Carbon information disclosure has become a threshold for equity financing of listed companies in china. Therefore, it is of great significance to explore the relationship between carbon information disclosure and equity financing costs. This study analyzes the carbon disclosure and equity financing cost data of 1731 A-share listed companies in Shanghai and Shenzhen from 2013 to 2021, panel data models and instrumental variables are used. The results show that the improvement of carbon information disclosure quality significantly reduces the equity financing costs of enterprises. Furthermore, the study uses a combination of QCA and NCA methods to explore the impact path of carbon information disclosure on equity financing costs.
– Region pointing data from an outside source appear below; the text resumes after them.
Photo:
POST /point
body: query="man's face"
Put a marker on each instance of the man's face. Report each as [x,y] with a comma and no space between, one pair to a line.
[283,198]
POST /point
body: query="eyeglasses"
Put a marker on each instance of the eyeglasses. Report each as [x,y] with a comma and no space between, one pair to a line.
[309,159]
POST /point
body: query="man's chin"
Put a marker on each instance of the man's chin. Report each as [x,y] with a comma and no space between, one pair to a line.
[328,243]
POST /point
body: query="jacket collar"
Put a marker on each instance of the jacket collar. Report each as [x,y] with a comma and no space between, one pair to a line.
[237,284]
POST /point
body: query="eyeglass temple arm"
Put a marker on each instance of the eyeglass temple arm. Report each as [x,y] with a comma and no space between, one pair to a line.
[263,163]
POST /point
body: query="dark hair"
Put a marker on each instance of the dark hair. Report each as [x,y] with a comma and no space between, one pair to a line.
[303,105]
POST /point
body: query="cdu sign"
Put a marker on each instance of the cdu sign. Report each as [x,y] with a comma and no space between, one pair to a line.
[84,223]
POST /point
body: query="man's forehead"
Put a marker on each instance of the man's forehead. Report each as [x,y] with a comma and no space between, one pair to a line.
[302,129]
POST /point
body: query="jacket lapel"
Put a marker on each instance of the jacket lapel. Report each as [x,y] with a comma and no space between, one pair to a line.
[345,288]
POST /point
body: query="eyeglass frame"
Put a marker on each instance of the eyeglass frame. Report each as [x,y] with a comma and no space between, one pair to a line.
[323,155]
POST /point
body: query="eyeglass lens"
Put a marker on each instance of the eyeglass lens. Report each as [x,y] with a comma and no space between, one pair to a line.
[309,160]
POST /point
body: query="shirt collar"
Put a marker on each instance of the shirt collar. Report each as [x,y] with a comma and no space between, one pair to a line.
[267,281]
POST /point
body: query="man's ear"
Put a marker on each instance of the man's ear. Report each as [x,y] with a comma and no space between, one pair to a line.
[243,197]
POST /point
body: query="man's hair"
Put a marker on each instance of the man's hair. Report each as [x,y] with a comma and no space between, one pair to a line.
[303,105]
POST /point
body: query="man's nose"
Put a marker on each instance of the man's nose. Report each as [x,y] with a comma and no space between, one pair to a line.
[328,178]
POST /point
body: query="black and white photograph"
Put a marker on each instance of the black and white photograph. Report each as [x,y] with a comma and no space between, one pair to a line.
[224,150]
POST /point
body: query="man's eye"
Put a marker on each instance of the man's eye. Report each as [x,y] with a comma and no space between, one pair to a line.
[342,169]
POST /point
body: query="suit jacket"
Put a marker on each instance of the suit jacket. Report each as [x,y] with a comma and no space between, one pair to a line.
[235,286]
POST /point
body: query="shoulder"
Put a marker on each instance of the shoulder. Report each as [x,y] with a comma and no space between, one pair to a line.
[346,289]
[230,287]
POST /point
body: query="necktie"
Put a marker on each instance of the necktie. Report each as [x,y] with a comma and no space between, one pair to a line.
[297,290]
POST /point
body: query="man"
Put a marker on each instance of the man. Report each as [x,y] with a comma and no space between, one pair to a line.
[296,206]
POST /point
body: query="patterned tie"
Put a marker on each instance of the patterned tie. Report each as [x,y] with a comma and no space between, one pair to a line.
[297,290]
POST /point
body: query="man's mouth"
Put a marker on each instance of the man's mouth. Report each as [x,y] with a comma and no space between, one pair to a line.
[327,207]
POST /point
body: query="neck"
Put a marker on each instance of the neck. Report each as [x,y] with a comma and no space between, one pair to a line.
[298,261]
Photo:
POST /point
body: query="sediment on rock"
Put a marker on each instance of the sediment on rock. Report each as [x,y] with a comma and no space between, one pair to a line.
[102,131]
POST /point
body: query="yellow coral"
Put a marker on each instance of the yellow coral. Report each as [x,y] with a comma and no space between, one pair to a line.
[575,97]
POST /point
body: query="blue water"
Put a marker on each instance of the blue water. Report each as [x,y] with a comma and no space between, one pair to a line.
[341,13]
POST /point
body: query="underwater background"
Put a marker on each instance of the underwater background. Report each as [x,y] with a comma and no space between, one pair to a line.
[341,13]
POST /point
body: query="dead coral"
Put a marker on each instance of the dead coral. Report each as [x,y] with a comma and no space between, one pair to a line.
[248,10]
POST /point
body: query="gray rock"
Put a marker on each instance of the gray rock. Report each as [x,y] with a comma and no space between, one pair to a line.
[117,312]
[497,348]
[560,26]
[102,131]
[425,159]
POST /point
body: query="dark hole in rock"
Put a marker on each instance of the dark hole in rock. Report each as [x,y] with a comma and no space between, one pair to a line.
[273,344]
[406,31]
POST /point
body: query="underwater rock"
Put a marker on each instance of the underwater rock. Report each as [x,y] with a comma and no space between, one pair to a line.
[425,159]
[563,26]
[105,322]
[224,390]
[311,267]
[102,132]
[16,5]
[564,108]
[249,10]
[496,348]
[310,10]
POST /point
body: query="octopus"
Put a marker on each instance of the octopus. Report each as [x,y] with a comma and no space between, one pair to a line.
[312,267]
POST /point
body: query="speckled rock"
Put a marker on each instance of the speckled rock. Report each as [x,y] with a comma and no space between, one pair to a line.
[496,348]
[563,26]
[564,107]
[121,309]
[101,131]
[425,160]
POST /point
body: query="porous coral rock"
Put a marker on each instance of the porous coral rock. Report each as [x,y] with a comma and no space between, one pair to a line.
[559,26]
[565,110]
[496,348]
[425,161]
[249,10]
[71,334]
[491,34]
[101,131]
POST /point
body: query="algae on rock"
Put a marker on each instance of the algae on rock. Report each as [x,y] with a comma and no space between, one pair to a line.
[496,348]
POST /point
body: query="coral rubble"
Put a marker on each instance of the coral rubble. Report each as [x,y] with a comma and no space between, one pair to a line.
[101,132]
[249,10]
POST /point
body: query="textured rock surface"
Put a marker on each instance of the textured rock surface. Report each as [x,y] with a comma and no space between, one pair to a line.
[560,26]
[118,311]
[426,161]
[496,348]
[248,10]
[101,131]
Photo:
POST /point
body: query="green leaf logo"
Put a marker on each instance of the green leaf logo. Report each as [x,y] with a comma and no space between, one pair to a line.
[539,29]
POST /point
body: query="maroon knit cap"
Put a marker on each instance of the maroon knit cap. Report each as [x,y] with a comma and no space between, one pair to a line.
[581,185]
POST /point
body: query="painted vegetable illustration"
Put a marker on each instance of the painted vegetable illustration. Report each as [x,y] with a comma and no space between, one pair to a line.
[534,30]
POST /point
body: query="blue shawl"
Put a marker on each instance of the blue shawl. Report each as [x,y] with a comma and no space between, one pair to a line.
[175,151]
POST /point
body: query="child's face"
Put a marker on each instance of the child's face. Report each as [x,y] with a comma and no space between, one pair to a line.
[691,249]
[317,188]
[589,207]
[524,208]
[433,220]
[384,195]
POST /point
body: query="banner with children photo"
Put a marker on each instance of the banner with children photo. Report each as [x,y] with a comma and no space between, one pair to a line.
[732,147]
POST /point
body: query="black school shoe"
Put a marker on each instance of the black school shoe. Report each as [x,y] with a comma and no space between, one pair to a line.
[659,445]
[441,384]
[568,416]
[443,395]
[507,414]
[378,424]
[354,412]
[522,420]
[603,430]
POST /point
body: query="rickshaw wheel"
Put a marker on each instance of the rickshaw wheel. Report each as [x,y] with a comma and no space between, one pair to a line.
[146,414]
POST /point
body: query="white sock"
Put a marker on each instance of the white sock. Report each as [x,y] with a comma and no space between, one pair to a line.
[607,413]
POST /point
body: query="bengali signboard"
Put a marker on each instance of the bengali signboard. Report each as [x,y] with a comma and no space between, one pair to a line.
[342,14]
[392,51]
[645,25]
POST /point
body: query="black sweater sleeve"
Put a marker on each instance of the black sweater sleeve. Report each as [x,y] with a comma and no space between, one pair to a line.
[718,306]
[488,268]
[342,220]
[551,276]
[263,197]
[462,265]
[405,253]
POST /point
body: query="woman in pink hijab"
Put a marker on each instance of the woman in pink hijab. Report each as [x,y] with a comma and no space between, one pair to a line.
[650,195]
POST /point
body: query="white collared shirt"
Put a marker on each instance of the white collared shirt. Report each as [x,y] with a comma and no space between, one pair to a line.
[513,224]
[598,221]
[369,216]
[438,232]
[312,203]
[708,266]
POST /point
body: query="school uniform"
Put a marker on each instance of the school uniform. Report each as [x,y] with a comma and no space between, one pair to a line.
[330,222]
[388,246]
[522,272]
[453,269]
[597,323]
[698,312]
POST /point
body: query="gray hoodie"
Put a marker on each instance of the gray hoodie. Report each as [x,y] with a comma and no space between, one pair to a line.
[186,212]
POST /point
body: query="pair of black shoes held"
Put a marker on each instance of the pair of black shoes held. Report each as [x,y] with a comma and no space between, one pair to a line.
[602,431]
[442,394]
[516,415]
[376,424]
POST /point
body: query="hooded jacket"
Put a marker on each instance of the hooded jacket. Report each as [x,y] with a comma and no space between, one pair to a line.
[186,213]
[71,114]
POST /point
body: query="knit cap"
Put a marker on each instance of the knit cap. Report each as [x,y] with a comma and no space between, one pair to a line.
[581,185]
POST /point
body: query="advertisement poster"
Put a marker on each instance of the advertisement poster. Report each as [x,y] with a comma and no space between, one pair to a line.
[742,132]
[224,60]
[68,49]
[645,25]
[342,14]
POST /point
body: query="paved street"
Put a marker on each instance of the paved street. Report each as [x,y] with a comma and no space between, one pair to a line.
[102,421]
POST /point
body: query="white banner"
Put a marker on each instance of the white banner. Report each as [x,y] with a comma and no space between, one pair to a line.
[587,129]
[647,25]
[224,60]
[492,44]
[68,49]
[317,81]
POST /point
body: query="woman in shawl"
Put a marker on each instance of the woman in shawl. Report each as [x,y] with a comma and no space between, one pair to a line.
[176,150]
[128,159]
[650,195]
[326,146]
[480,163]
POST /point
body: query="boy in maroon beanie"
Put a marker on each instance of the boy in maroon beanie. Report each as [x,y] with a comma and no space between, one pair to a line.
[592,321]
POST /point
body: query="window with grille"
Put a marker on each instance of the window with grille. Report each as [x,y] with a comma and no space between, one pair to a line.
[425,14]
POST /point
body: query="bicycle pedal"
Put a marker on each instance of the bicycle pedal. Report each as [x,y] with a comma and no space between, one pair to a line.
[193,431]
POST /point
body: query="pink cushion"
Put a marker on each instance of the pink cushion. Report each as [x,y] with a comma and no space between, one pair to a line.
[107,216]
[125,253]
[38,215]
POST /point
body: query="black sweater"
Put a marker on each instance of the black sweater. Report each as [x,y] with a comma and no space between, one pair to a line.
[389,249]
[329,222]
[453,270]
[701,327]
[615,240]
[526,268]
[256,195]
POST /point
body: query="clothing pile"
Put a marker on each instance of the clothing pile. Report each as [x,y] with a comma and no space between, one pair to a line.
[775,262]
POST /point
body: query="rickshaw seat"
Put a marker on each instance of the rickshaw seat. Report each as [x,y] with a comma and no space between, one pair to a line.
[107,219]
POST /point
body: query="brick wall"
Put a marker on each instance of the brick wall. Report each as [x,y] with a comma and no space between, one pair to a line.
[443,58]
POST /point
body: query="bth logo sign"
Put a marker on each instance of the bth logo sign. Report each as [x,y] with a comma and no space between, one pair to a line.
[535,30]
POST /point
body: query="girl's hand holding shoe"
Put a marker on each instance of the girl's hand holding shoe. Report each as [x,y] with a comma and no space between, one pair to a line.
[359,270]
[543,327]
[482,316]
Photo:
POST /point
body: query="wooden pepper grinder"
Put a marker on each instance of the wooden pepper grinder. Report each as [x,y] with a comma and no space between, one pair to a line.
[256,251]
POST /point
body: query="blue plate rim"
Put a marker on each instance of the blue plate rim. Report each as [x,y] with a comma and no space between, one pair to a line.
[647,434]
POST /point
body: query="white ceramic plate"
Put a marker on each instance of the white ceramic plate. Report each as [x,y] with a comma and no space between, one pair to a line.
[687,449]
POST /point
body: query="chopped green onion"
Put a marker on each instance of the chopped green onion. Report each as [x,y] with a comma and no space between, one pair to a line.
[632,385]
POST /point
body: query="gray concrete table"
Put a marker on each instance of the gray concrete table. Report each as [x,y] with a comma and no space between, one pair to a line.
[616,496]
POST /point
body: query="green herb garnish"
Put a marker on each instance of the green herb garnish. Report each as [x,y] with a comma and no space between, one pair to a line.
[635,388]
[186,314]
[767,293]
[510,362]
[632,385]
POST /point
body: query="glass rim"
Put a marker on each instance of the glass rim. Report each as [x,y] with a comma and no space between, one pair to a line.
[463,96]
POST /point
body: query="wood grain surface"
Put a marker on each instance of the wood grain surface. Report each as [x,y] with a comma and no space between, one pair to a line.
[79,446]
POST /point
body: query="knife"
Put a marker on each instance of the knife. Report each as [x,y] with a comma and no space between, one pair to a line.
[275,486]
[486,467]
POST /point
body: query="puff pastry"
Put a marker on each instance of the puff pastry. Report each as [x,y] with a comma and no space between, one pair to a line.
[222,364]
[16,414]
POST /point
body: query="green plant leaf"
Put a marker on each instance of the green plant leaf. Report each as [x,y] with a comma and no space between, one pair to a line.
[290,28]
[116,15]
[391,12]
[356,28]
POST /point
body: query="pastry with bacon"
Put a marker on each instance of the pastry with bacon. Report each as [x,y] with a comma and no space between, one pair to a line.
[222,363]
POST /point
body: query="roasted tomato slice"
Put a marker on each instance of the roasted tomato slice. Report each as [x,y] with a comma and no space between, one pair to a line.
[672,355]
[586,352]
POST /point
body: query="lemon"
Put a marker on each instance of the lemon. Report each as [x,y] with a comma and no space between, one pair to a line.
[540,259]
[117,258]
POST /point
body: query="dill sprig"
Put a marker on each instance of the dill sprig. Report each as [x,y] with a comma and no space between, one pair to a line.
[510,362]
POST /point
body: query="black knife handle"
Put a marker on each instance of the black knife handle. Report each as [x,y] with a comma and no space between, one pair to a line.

The results indicate that there are three paths that can reduce equity financing costs, namely the carbon information disclosure packaging path for high-carbon-emitting enterprises, the diversified financing path for non-high-quality enterprises, and the analysts-manipulating financing path for low-carbon-emitting enterprises. This study deepens the understanding of the relationship between carbon information disclosure and equity financing, and has certain policy implications

Instructions: 

Title: Data Usage Instructions for Carbon Information Disclosure and Equity Financing Costs

 

1. Introduction

Carbon information disclosure has become a crucial factor for equity financing of listed companies in China. Therefore, it is essential to investigate the relationship between carbon information disclosure and equity financing costs. This study examines the carbon disclosure and equity financing cost data of 1731 A-share listed companies in Shanghai and Shenzhen from 2013 to 2021. Panel data models and instrumental variables are employed to analyze the data.

 

2. Methodology

2.1 Benchmark and Robustness Tests

To ensure the reliability of the findings, benchmark tests and robustness tests were conducted using Stata. These tests validate the results obtained from the panel data models and instrumental variables.

 

2.2 Path Analysis using QCA and NCA Methods

In addition to the panel data models, this study employs a combination of Qualitative Comparative Analysis (QCA) and Numerical Comparative Analysis (NCA) methods to explore the impact path of carbon information disclosure on equity financing costs. QCA and NCA methods provide a comprehensive understanding of the relationships between variables.

 

3. Results

The results of the analysis indicate that the improvement of carbon information disclosure quality significantly reduces the equity financing costs of enterprises. Furthermore, the study identifies three paths that can reduce equity financing costs:

- The carbon information disclosure packaging path for high-carbon-emitting enterprises

- The diversified financing path for non-high-quality enterprises

- The analysts-manipulating financing path for low-carbon-emitting enterprises

 

4. Conclusion

This study deepens the understanding of the relationship between carbon information disclosure and equity financing costs. The findings have important policy implications for promoting sustainable financing practices.